Our goal is to take this Kafka data and get it into our database. The first thing we need to do is make a table:

from pyflink.common import Configuration
from pyflink.table import EnvironmentSettings, TableEnvironment, StreamTableEnvironment
from pyflink.datastream import StreamExecutionEnvironment

env = StreamExecutionEnvironment.get_execution_environment()
env.add_jars("file:///path/flink-sql-connector-kafka-1.17.1.jar")

config = Configuration()

env_settings = EnvironmentSettings.new_instance() \
   .in_streaming_mode() \
   .with_configuration(config) \
   .build()

table_env = StreamTableEnvironment.create(env, environment_settings=env_settings)

# Define the Kafka source table
table_env.execute_sql("""CREATE TABLE kafka_source_table (
    uniqueID VARCHAR,
    value INT
) WITH (
    'connector' = 'kafka',
    'topic' = 'test-topic',
    'properties.bootstrap.servers' = 'server01:9000',
    'properties.group.id' = 'test-topic',
    'format' = 'json',
    'json.fail-on-missing-field' = 'false',
    'json.ignore-parse-errors' = 'true',
    'scan.startup.mode' = 'earliest-offset'
)"""

# Query the data
result = table_env.execute_sql("""SELECT
uniqueID,
value 
FROM kafka_source_table""")

result.print()

This code makes a streaming table from Kafka records, and prints the following:

uniqueIDvalue
abc15
abc26
abc37
abc48

Now how do we send this data to our database?

from pyflink.common import Configuration
from pyflink.table import EnvironmentSettings, TableEnvironment, StreamTableEnvironment
from pyflink.datastream import StreamExecutionEnvironment
from pyflink.table.catalog import JdbcCatalog

env = StreamExecutionEnvironment.get_execution_environment()
env.add_jars("file:///data/python38/jupyter/lib/flink-sql-connector-kafka-1.17.1.jar")

config = Configuration()
env_settings = EnvironmentSettings.new_instance()\
   .in_streaming_mode()\
   .with_configuration(config)\
   .build()

table_env = StreamTableEnvironment.create(env, environment_settings=env_settings)
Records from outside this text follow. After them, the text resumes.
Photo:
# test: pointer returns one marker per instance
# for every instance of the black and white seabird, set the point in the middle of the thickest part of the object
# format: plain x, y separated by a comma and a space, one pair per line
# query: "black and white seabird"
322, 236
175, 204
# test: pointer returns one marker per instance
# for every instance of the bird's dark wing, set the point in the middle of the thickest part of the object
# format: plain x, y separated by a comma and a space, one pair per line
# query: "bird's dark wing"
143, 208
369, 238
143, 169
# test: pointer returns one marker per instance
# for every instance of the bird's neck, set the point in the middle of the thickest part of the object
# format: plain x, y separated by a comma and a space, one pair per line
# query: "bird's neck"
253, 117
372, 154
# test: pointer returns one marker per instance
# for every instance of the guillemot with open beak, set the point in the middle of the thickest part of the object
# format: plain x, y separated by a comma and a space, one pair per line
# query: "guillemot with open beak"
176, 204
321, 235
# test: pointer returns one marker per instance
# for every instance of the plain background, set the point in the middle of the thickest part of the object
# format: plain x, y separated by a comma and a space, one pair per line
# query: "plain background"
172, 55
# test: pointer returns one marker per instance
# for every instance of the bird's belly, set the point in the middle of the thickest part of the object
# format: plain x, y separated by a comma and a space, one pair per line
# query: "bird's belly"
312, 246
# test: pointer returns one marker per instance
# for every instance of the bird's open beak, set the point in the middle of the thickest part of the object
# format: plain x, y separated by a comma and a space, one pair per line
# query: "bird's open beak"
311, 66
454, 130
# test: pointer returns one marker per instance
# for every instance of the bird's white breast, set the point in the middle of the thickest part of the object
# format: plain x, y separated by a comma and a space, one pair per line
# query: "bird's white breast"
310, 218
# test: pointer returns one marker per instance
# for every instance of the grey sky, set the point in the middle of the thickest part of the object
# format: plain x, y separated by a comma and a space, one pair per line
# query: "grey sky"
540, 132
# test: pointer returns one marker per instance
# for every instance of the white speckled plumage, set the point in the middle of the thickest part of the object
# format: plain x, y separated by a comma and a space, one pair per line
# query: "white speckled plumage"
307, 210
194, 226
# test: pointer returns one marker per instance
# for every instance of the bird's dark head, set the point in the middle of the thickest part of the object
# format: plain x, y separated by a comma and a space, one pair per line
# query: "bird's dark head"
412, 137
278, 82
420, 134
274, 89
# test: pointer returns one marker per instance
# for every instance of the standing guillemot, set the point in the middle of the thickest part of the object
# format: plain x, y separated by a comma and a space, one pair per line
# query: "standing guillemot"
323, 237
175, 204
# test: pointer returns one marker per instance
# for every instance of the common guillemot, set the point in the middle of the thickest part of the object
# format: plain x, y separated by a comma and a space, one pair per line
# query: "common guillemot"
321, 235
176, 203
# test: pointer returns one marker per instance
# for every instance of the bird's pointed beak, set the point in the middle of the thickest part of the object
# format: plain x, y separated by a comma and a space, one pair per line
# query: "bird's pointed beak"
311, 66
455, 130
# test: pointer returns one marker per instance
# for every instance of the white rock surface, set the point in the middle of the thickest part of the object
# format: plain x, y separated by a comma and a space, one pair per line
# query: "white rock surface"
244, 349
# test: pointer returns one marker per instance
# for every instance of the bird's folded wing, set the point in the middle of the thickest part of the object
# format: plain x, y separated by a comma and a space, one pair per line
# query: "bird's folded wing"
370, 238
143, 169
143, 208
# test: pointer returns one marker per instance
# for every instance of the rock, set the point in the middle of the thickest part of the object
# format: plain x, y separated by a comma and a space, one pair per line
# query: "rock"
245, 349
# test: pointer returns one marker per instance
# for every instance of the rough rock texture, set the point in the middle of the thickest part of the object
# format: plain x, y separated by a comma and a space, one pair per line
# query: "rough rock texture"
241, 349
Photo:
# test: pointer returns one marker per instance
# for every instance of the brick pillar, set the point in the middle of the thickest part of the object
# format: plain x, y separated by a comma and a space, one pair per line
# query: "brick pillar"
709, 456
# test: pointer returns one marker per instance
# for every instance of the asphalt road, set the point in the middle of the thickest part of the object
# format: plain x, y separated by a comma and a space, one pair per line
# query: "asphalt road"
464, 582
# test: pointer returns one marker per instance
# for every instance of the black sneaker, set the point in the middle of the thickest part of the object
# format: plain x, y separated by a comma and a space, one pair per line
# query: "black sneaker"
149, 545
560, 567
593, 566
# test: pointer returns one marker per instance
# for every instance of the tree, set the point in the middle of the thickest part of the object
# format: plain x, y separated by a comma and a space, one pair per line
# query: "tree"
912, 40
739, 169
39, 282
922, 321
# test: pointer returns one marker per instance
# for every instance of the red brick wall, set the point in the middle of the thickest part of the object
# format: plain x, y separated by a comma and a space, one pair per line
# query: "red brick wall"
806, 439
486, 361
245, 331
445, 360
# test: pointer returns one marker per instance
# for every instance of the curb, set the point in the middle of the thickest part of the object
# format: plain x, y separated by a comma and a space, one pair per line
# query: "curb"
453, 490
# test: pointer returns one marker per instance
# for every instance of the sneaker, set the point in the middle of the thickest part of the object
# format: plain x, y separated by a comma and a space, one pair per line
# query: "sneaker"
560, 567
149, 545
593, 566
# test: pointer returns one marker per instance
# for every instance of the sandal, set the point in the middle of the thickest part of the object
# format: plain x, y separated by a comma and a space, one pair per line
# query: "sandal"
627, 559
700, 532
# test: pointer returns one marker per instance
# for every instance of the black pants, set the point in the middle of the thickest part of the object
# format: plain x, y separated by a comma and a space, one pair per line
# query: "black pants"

table_env.get_config().set("pipeline.jars", "file:///path/flink-connector-jdbc-3.1.0-1.17.jar,file:///path/postgresql-42.6.0.jar")

table_env.execute_sql("""CREATE TABLE kafka_source_table (
    uniqueID VARCHAR,
    value INT
) WITH (
    'connector' = 'kafka',
    'topic' = 'test-topic',
    'properties.bootstrap.servers' = 'server01:9000',
    'properties.group.id' = 'test-topic',
    'format' = 'json',
    'json.fail-on-missing-field' = 'false',
    'json.ignore-parse-errors' = 'true',
    'scan.startup.mode' = 'earliest-offset'
)"""

stmt_set = table_env.create_statement_set()


stmt_set.add_insert_sql("""SELECT
uniqueID,
value 
FROM kafka_source_table""")

table_env.execute_sql("""
CREATE TABLE postgres_sink_table (
    uniqueID STRING,
    value INT,
    PRIMARY KEY (`uniqueID`) NOT ENFORCED
) WITH (
    'connector' = 'jdbc',
    'url' = 'jdbc:postgresql://server01:9000/aureus',
    'table-name' = 'test_tbl',
    'drivername' = 'org.postgresql.Driver',
    'username' = 'username',
    'password' = 'password',
    'sink.buffer-flush.max-rows' = '1000',
    'sink.buffer-flush.interval' = '1s'
)
""")


stmt_set.execute().wait()

We use pipeline.jars to add the necessary jar files to connect to postgres, we make a select statement to select from the kafka table, and then we define our postgres sink. Submitting this job would run indefinitely and upsert to test_tbl on primary key uniqueID.